Il fatto che la scienza ci permette di cogliere l’ordine della natura, grazie al linguaggio della matematica, non comporta affatto uno svuotamento della dimensione misteriosa della realtà, al contrario ne è forse l’aspetto più acuto.
Chi siamo infatti noi uomini, quasi grani di polvere nella vastità impensabile del cosmo, per avere il privilegio di poter leggere l’ordine della natura fino alle sue estreme dimensioni, nell’infinitamente piccolo e nell’infinitamente grande? Come scrisse il premio Nobel Paul Wigner, «il fatto miracoloso che
il linguaggio della matematica sia appropriato per la formulazione delle leggi della fisica è un regalo meraviglioso che noi non comprendiamo né meritiamo».

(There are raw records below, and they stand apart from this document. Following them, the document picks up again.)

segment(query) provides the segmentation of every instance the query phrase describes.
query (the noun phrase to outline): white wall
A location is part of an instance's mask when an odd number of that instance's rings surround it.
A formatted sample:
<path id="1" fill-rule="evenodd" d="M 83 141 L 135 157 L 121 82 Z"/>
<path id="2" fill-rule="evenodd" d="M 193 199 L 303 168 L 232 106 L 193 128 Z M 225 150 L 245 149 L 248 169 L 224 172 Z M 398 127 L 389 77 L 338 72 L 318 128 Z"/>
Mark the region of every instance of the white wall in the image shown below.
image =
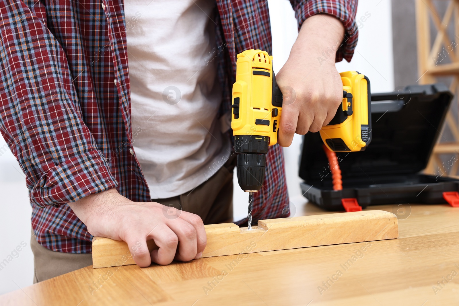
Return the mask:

Il progresso della scienza ci introduce anche a nuove e sempre più ardite possibilità di intervento e di utilizzo della natura, con grandi possibilità a beneficio dell’uomo, ma anche di potenziale danno e pericolo per la natura, mettendo così drammaticamente in primo piano la nostra responsabilità nei confronti del mondo che ci è stato dato per vivere. Quale atteggiamento ci permette di usare le conoscenze scientifiche per il bene comune? Qual è il bene che ci può venire dalla scienza?